Culture Calling: Europe After the Rain aims to explore immigration, globalisation, love and loss, and is inspired by topical affairs. How have you found dealing with these topics as a performer?
James Alexandrou: To be perfectly honest, if you watch the play you probably come away thinking about that, but as a performer you’re more concerned with the human relationships that are going on… So I don’t really have an answer to do with globalisation or political themes, because for me it’s more about the relationships that I have in the play.

Image Credit: Robert Day
 
CC: Your character is called Will. Can you describe him and what his role is in the play?

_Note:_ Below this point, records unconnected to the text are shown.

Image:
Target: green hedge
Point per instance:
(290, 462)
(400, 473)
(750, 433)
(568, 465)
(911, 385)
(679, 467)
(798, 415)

JA: Will - up until very recently – has been living alone dealing with the grief of his dad passing away. He’s returned back to his family house, and when the play starts, we find him having taken in two refugees - a mother and a daughter. The play for me is a struggle with Will’s feelings for Yana the mother, how deeply he feels for her, and how conflicted he feels politically. It’s set about 4 years in the future, and there’s a wave of right wing sentiment sweeping the country. The play is set around a general election, which may see this new right wing party take power. So kind of contradicting my answer to the first question, the play definitely does have political themes and explores post-Brexit Britain, but it all boils down to human relationships.
 
CC: Are there evident parallels between the play and elements of reality? Will the audience notice any references to real life?

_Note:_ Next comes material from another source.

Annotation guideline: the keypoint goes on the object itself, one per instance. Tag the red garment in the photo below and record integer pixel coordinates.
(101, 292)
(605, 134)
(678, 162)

JA: I think Brexit is mentioned once actually. The play is very good because it’s not propaganda in any sense. It doesn’t come down one way or the other on left or right wing politics, or on Brexit. But I think people get the sense that it’s commenting on the fact that Brexit was a 49/51 split down the country. I don’t think plays should be propaganda and I don’t think this one is. It doesn’t wear its politics on its sleeve, it just deals with the background. I think you’ll see characters that you’ll impulsively align yourself with, but by the end you’ll question that alignment, and I think that’s why it’s a very clever play.

Image Credit: Robert Day
 
CC: You say the play’s set in the future. Do you think it’s a hopeful portrayal, or is it a bit dark and ominous?

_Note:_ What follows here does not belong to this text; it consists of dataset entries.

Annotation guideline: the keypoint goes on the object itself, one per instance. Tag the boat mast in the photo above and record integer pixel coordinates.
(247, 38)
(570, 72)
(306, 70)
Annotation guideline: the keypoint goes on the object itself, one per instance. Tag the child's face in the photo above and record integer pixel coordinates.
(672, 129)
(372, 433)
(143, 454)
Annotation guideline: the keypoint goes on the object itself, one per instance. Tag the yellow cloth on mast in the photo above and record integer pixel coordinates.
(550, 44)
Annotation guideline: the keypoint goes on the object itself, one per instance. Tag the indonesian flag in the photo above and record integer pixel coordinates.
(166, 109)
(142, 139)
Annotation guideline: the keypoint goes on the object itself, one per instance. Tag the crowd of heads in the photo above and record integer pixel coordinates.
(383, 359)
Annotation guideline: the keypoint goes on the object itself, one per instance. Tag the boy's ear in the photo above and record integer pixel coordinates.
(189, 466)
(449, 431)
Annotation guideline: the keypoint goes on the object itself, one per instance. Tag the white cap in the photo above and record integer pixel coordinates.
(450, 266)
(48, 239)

JA: The play itself, as I said doesn’t come down on one side. I think depending on the lens you use to look at it, you could come out of it either way.
 
CC: That’s the good thing about art isn’t it, that it’s subjective…
JA: I think that it’s the point of art actually. The point of art is to explore questions and not provide answers, it’s about exploring that which we don’t understand. Ollie (playwright Oliver Bennett) was exploring something when he wrote the play, and I’m exploring some things that before doing this play I wasn’t aware of within myself. People mistake art for being a left wing or liberal tool of change, but I think that’s propaganda and not art.
 
CC: On a lighter note, Europe After the Rain is also described as a comedy…
JA: This is the awful thing, you start talking about politics and Brexit, and I even feel myself talking now getting my defences up. But the play itself is very funny, and it does satirise certain political views. I think everyone’s bored of hearing about Brexit anyway, and there are ridiculous characters from either end of the spectrum politically. This play does a very good job of making that very funny.

Image Credit: Robert Day
 
CC: Do you ever feel like you have to be careful when you’re mixing comedy and politics?
JA: I don’t, no. And I don’t think people should be careful, ever. We had an audience member the other day in one of the previews who was aghast at the play, and was horrified. We were all waiting with bated breath as to why. Was it the politics? Was it the fact that the play at times is quite extreme? Oh no, it’s because we’d sworn. And I just think, well don’t come to the theatre then. The theatre’s not for being careful. It’s very funny, and it has a political edge. If you don’t like it don’t come.
 
Europe After the Rain is showing at The Mercury Theatre, Colchester until 9th June 2018.